Transfer knowlegde dari dosen ke mahasiswa belum sepenuhnya dipahami. Berdasarkan pengamatan yang saya lakukan belakangan ini, sebagai mahasiswa saya sering mendapati pola pengajaran dosen yang lepas buku. Dalam artian bahwa dosen menguasai ilmu tapi tidak mengembangkannya kepada mahasiswa. Mahasiswa hanya tahu kulit luar dari ilmu tersebut. Dosen menerangkan dan mahasiswa mendengarkan. Tidak semua dosen menerapkan kewajiban membaca buku sebagai pemenuhan ragawi sehingga kultur membaca tidak diturunkan kepada mahasiswa.

Transfer knowledge dapat diwujudkan dengan transfer budaya literasi dari dosen kepada mahasiswa.Dilakukan dengan cara mengarahkan bahkan mewajibkan mahasiswa untuk membaca buku yang dapat menunjang pengetahuannya. Kemudian dosen mengajak mahasiswa berdisikusi, membedah wawasan dari tiap perspektif dari mahasiswa tersebut sehingga tumbuhlah budaya membaca dan tumbuhlah pengetahuannya berkat dari diskusi wawasan sehingga kelas akan hidup dengan budaya membaca.

Dalam buku Kampus Maut (2007) Karya Mesti Arnanda Nasution dan Agus Suryantoro dikatakan bahwa selain mengadakan tatap muka di kelas, hendaknya dosen memberikan tambahan pendalam materi berupa diskusi kelompok. Dalam buku ini juga di mengatakan bahwa dosen juga harus memberikan keteladanan dalam sikap dan sifat kepada mahasiswa juga memberikan sanksi tegas apabila dosen melanggar etika pengajaran.

Mahasiswa idealnya memang bergerak mencari informasi dengan lebih luas. Tetapi dosen sebagai pendidik sebaiknya mengarahkan mahasiswa untuk mendapatkan informasi yang berkualitas. Dalam bukuNgapain Kuliah Kalau Nggak Bisa Sukses? (2008) karya Heri Kuswaramengatakan bahwa komitmen belajar mahasiswa dan tersedianya berbagai sarana kampus tidak cukup untuk mencetak sumber daya manusia yang andal. Salah satufaktor yang tidak kalah penting adalah kualitas dosen sebagai staf pengajar dan pendidikan mahasiswa.

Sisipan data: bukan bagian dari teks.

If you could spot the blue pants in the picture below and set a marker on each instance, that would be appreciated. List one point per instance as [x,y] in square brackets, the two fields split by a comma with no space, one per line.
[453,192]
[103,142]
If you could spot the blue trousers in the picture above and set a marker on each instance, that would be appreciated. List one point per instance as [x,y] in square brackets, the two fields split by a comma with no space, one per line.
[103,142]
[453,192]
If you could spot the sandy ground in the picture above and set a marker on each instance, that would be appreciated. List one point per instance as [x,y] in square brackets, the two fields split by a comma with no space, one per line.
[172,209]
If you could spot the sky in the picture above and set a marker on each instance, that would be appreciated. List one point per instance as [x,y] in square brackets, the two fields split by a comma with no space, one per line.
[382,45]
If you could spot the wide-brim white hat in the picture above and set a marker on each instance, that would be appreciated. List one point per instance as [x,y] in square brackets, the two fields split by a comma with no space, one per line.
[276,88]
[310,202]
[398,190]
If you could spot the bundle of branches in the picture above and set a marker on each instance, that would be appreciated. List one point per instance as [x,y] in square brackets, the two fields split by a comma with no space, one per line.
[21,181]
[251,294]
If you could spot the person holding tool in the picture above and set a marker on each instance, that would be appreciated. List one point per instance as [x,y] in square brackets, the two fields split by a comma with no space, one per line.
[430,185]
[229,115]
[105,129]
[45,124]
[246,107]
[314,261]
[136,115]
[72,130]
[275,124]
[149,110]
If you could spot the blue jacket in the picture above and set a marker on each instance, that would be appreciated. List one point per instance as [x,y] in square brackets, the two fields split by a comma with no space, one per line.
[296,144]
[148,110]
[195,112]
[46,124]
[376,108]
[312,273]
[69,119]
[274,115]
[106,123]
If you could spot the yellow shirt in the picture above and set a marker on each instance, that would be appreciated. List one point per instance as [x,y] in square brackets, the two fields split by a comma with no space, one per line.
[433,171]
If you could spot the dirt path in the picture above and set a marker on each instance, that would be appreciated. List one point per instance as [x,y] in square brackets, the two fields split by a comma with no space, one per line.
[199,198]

Dosen yang berkualitas tentu mempunyai berbagai referensi literatur yang dapat menumbuhkan budaya membaca mahasiswanya. Dosen idealnya mempunyai metode dan formulasi dalam menumbuhkan kesadaran membaca mahasiswa. Dosen pun harus senantiasa meng-update dan upgrade informasi ilmu pengetahuan yang dapat menambah kreatifitas dan inovasi mahasiswa.

Sebagai mahasiswa, saya menilai kualitas dosen tergantung banyaknya buku yang pernah dosen baca dan dibawa ketika mengajar. Karena bagi saya buku merupakan suatu kekayaan yang tidak semua orang memilikinya. Tidak jarang saya menemukan dosen yang selama satu semester mengajar sama sekali tidak membawa buku ketika masuk kelas. Hanya berbekal laptop saja, bahkan sering kali saya menemukan materi yang disampaikan produk dari copy paste di internet.

Jangan sampai apa yang dikemukakan Prof. Sadli dalam artikel karya Jakop Oetama berjudul Bukuku Kakiku (2004) terjadi dikalangan akademisi, beliau mengatakan bahwa orang tidak lagi bergantung pada buku. Dengan informasi yang overlood setiap pagi dan sore dari suratkabar, majalah, TV, dan radio maupun internet, akan menimbulkan pertanyaan besar siapa yang masih butuh membaca buku?, sehingga timbul gejala mahasiswa baca buku, profesor baca majalah profesi atau buku kumpulan karangan.

Unsur penting dalam pendidikan adalah dosen yang membimbing dan mendampingi para mahasiswa. Perlu adanya kesadaran bahwa mahasiswa membutuhkan sosok dosen yang dapat menginspirasi mahasiswa untuk melakukan perubahan. Dan filosofi Jawa seakan mengakar bahwa guru sebagaimana dosen tetaplah digugu lan ditiru.